Investing.com - Il dollaro sale contro il paniere delle altre principali valute questo mercoledì, i timori per le tensioni geopolitiche si stanno riducendo e gli investitori attendono i dati statunitensi sull’occupazione e la crescita del secondo trimestre.
L’indice del dollaro USA, che replica l’andamento del biglietto verde contro un paniere di altre sei principali valute, sale dello 0,22% a 92,47 alle 03:48 ET (07:48 GMT).
L’indice è crollato al minimo di 91,55 ieri, il minimo dal gennaio del 2015.
Il dollaro sale contro lo yen, tradizionale valuta rifugio, con la coppia USD/JPY su dello 0,36% a 110,10, in ripresa dal minimo di quattro mesi e mezzo della seduta precedente di 108,26.
I mercati sono in ripresa dopo il calo di lunedì, sulla scia del lancio di un missile da parte della Corea del Nord verso il Giappone.
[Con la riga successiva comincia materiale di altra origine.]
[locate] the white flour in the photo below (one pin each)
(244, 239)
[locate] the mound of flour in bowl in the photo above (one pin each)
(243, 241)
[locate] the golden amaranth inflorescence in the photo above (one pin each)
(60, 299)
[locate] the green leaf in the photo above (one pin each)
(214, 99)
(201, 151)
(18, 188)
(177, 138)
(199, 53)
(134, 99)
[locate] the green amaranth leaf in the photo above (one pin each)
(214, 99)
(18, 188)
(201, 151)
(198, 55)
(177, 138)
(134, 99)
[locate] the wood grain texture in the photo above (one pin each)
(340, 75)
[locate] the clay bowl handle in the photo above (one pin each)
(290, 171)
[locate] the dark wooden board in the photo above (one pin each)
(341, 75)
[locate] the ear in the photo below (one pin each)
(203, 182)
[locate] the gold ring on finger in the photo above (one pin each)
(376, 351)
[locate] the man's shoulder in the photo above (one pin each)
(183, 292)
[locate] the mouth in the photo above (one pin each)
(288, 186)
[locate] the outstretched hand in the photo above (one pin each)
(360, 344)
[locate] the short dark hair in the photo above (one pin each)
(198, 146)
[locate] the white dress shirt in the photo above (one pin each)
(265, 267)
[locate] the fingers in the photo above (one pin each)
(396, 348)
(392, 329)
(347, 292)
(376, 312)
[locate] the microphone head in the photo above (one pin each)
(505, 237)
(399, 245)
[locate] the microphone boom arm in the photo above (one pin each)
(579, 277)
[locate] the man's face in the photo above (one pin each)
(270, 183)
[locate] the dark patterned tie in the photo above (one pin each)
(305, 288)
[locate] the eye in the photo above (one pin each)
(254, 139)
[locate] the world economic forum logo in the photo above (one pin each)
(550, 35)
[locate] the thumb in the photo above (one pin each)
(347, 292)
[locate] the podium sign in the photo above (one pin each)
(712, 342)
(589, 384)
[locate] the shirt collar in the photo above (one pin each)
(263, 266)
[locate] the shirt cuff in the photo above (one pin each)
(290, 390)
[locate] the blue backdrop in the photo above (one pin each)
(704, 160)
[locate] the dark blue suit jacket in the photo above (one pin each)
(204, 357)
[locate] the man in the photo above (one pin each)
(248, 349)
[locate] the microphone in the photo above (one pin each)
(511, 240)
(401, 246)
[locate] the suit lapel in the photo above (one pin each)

Gli investitori si sono sentiti rassicurati dalla risposta relativamente moderata del Presidente Trump.
I trader sembrano aver fatto passare in secondo piano la dichiarazione di stamane della Corea del Nord secondo cui il lancio è stato un primo passo dell’azione militare contro il territorio statunitense di Guam.
Il dollaro è stabile contro il franco svizzero, con la coppia USD/CHF a 0,9553, ben al di sopra del minimo di due anni di 0,9428.
Queste valute vengono di solito preferite nei periodi di tensioni geopolitiche o di instabilità sui mercati in quanto entrambi i paesi hanno enormi surplus dei conti correnti.
L’euro scende contro il dollaro, con la coppia EUR/USD in calo dello 0,27% a 1,1939, staccandosi dal massimo di ieri di 1,2069, il massimo dal 2 gennaio 2015.
Le speranze che la Banca Centrale Europea possa presto annunciare la riduzione del programma di acquisti di bond hanno fatto schizzare l’euro del 14% contro il dollaro finora quest’anno.
Gli investitori attendono i dati rivisti sul prodotto interno lordo del secondo trimestre USA e gli ultimi dati sull’occupazione nel settore privato nel corso della giornata, dati che saranno seguiti con particolare attenzione in attesa del report sull’occupazione non agricola di venerdì.
I mercati valutano anche l’impatto economico della tempesta tropicale Harvey, che ha causato catastrofiche alluvioni in Texas ed ha messo al tappeto quasi un quarto della capacità di raffinamento di greggio statunitense.